Twenty years earlier, one of the founders of the Communist Party, the great scholar Chen Duxiu, had said much the same thing when he said that China needed “Mr. Science” and “Mr. Democracy”–education and freedom, values that are exemplified by the whole history of Tsinghua University.

So China has a long history of democratic thought, more advanced, in certain respects, than that of the West. Chinese political theory, for example, never accepted the divine right of kings, as did the Europeans.

We all know that China’s road to democracy has been long and difficult, and that the goal has not been reached even today, in the twenty-first century. That structural fact explains lots of the tension between Beijing and Washington, in the past and even today–just as it did the tension between Moscow and Washington, most of which evaporated as soon as the Cold War ended. Should that structural difficulty remain in the years ahead, intensified by the acquisition of excessive armaments and a continuing tendency, internationally, to line up with the Iraqs of this world rather than with the democracies–then I think, quite frankly, that U.S.-China relations will continue to be strained.
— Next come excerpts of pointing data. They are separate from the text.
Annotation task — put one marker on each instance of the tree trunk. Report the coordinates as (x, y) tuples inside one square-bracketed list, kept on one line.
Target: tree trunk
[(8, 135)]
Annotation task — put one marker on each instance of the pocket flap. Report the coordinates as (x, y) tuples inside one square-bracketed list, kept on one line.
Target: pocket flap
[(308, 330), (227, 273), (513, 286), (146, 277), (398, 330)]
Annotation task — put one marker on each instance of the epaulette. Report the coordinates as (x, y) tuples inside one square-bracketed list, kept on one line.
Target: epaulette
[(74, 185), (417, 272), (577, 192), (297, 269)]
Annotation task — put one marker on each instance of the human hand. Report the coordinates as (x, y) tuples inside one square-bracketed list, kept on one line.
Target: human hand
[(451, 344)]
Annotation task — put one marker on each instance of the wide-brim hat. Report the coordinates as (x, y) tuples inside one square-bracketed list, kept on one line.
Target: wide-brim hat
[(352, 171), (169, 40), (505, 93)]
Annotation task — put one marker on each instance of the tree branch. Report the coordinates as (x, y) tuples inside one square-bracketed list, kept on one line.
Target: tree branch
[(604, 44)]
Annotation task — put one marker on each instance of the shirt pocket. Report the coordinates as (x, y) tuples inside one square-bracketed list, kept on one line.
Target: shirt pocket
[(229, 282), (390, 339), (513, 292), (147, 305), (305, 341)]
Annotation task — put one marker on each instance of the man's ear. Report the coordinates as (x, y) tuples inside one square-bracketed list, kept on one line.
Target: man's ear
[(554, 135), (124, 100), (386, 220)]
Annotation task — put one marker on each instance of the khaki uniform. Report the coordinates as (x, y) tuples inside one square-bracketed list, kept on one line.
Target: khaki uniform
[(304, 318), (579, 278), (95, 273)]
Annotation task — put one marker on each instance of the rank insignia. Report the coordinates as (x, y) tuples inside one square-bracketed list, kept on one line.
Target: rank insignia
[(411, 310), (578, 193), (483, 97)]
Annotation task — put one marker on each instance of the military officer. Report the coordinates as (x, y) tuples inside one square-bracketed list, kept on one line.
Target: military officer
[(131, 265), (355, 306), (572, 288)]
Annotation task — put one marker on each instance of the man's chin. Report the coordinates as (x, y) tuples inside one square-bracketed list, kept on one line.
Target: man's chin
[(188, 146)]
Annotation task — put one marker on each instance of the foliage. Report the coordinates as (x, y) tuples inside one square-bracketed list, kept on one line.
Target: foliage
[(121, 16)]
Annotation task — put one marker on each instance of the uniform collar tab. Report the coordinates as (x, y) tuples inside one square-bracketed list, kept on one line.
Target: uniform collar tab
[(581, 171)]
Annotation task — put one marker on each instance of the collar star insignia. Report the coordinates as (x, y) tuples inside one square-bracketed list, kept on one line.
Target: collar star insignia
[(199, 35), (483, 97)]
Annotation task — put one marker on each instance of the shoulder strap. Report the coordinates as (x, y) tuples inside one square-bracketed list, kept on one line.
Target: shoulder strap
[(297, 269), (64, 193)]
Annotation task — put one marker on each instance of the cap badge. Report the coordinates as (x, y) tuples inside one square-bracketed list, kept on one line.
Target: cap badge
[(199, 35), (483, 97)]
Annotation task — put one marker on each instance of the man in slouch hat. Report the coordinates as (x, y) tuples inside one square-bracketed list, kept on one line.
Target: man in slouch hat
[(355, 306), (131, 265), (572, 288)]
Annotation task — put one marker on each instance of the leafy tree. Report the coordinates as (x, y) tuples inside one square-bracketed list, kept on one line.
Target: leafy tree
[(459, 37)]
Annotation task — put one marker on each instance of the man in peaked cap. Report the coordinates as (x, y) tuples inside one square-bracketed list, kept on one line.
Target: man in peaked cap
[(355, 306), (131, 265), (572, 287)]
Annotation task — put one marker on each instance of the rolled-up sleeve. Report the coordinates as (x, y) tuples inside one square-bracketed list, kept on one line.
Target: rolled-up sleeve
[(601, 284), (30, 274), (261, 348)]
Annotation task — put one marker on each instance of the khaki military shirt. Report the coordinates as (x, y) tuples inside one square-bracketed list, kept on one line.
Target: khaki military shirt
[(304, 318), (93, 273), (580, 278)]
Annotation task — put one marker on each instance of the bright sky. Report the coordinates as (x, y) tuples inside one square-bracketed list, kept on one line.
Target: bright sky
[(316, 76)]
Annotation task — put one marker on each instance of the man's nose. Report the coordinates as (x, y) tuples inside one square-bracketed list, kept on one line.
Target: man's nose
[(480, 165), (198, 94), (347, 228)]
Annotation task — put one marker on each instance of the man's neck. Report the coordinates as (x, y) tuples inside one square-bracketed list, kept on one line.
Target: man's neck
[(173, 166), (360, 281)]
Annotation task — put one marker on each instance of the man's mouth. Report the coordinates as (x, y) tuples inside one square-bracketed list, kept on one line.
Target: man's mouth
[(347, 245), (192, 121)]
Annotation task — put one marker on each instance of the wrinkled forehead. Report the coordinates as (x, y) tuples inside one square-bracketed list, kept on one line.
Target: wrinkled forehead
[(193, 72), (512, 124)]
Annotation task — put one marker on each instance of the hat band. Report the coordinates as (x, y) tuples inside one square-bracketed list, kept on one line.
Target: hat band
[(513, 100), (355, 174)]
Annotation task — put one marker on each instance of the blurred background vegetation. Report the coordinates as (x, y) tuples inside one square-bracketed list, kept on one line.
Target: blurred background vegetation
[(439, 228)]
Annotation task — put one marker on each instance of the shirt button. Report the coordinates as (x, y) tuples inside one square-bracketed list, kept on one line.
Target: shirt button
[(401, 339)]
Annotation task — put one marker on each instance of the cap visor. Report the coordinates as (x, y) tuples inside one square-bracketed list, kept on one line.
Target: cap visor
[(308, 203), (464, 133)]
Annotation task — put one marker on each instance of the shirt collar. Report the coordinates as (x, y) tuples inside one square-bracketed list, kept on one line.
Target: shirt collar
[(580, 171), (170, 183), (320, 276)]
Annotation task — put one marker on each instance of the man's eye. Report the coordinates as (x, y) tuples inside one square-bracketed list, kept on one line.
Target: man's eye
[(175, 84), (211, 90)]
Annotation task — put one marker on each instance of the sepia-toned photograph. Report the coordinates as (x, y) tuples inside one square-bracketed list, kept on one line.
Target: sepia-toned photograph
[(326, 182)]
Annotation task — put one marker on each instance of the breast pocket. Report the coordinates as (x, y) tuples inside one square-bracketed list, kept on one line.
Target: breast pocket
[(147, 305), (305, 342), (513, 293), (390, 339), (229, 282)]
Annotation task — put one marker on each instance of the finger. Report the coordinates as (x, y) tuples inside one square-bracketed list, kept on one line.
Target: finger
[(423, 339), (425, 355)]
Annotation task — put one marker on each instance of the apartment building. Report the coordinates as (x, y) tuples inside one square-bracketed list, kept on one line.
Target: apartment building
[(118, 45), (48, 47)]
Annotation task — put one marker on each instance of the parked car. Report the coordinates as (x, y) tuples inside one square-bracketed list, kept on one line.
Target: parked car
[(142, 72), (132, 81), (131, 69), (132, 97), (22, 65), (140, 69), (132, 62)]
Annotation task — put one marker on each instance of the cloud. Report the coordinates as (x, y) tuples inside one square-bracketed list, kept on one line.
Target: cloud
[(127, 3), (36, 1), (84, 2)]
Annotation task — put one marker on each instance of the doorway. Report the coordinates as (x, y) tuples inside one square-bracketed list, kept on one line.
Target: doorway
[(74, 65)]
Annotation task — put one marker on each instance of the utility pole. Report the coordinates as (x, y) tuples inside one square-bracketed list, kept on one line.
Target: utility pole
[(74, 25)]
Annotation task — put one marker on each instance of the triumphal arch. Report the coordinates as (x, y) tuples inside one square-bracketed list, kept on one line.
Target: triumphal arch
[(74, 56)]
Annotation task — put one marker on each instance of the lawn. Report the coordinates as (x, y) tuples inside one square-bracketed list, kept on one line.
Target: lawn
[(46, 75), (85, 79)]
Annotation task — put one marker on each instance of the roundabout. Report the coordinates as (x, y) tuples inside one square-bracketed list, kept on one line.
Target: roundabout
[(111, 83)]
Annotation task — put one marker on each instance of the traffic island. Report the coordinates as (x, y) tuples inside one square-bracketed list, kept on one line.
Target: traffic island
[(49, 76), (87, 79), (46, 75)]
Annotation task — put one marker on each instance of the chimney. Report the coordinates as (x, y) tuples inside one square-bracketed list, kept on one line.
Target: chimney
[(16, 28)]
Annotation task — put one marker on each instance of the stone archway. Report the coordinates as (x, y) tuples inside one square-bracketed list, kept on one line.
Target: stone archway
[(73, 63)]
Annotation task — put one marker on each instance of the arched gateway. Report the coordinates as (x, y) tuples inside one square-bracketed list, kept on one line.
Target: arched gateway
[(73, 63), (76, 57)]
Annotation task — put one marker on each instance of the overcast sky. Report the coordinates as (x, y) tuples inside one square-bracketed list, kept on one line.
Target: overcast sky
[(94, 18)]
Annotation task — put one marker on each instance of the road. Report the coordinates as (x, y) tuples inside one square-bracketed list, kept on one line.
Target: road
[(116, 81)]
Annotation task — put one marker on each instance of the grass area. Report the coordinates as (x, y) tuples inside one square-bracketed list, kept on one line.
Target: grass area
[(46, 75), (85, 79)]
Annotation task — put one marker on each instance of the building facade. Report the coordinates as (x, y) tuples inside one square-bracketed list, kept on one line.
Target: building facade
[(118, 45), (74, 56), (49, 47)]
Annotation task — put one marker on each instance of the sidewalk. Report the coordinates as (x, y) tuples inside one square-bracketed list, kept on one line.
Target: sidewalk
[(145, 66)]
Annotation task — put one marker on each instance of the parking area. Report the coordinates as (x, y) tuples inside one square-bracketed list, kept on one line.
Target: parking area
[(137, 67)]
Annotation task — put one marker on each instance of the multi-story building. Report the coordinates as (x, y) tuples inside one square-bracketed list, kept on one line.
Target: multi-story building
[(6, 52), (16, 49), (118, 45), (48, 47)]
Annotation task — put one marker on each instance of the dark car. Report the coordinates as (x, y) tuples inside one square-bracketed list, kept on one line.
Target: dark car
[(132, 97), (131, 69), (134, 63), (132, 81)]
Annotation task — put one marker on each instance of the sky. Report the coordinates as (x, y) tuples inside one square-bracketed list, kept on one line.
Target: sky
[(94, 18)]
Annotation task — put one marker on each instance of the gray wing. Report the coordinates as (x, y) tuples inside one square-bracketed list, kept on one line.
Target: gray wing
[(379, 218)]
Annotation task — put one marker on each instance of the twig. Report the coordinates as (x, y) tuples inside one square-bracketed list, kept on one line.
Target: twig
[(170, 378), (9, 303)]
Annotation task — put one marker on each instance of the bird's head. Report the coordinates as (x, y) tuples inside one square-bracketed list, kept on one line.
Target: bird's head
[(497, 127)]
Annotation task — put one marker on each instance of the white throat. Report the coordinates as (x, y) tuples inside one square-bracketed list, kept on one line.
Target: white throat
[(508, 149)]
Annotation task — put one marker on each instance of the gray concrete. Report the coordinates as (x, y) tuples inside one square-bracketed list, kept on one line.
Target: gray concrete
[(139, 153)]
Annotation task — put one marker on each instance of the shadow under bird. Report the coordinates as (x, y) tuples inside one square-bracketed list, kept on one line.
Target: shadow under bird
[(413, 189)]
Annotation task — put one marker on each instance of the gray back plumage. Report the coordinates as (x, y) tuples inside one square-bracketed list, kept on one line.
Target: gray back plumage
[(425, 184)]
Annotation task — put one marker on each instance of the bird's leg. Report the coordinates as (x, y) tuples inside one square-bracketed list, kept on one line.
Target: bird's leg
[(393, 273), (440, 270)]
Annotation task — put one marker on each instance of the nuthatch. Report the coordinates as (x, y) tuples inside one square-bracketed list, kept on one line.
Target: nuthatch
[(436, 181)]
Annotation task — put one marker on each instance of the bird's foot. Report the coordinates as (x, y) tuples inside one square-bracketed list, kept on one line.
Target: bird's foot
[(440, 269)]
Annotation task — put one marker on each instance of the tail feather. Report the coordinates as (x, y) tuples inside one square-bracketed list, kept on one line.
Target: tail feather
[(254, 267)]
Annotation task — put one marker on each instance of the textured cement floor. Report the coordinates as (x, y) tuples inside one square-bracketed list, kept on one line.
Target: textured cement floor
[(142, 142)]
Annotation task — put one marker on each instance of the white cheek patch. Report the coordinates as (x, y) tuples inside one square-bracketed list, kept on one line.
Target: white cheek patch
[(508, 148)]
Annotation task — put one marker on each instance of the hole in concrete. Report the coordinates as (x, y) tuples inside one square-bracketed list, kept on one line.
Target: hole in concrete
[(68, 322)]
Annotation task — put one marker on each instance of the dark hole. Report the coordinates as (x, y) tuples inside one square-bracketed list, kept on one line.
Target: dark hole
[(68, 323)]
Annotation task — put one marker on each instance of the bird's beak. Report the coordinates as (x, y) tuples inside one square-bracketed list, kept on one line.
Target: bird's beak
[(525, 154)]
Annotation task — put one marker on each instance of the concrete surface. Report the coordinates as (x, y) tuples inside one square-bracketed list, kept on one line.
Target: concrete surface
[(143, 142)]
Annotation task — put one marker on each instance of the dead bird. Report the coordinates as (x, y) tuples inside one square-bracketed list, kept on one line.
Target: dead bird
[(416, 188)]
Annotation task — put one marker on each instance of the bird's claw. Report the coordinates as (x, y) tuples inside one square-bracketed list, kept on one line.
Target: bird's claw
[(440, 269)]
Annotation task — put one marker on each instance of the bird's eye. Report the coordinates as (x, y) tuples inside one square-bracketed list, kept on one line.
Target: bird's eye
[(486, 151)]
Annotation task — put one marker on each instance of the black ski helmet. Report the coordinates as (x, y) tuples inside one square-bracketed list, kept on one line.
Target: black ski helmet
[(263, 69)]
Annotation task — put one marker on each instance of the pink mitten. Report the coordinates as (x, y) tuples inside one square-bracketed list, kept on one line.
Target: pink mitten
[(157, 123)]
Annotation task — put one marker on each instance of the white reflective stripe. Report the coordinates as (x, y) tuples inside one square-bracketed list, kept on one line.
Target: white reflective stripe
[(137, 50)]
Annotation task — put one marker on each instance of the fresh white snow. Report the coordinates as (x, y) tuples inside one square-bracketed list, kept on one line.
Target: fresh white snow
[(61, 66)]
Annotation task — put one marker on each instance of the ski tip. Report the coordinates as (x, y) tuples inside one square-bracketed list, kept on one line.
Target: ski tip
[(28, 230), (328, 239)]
Why? Because America is best friends with countries, East or West, with which it shares not only material interests, but values as well.

But I think I know China well enough to understand that this potentially very dangerous situation will not develop. I expect to see changes in China over the next few years in areas other than economics, in things like the rights of citizens, gradually to bring China to where she belongs: in the mainstream of the world’s great constitutional countries. And I look to the youth of China to do that job.

China has made great progress. Never in her modern history, I think, have her youth been as well educated and civic minded as you are today. You are free of the poverty that afflicted your great-grandparents, the war that killed so many of your grandparents, the internal conflicts that so blighted the lives of many of your parents. You live in a world that welcomes you. Tens of thousands of Chinese students are studying on American campuses. Chinese goods are found in nearly every American store. Chinese newspapers and television broadcasts of all sorts are easily available. And among native-born Americans, interest in China, as proven by soaring enrollments in Chinese language courses, has never been higher.

Chinese students, I salute you! You face great responsibilities and great challenges. But you have the minds and the training and, I hope, the moral courage and determination, to meet them. We Americans cannot participate in what you do. That is your responsibility. But never believe it when someone tells you that America does not want China to be a da guo (great country, great power). But only in a China whose citizens are truly the masters is this possible. We can only watch, with hope and sometimes with fear. But be assured that we Americans respect China and the youth of China, and will be wishing you every success.

[Final Note: Bush should not mention Taiwan in this speech. But he may get a question on the topic. He should not allow himself to be drawn, but rather respond simply: “Well, on that your government has made itself clear and I have made our government’s position absolutely clear: namely, the absolute inadmissibility of force or threats of force. I think we understand one another.” He might add: “I think all of us Americans admire tremendously the way those people have turned a dictatorship into a democracy.”]

Arthur Waldron is Lauder Professor of International Relations at the University of Pennsylvania.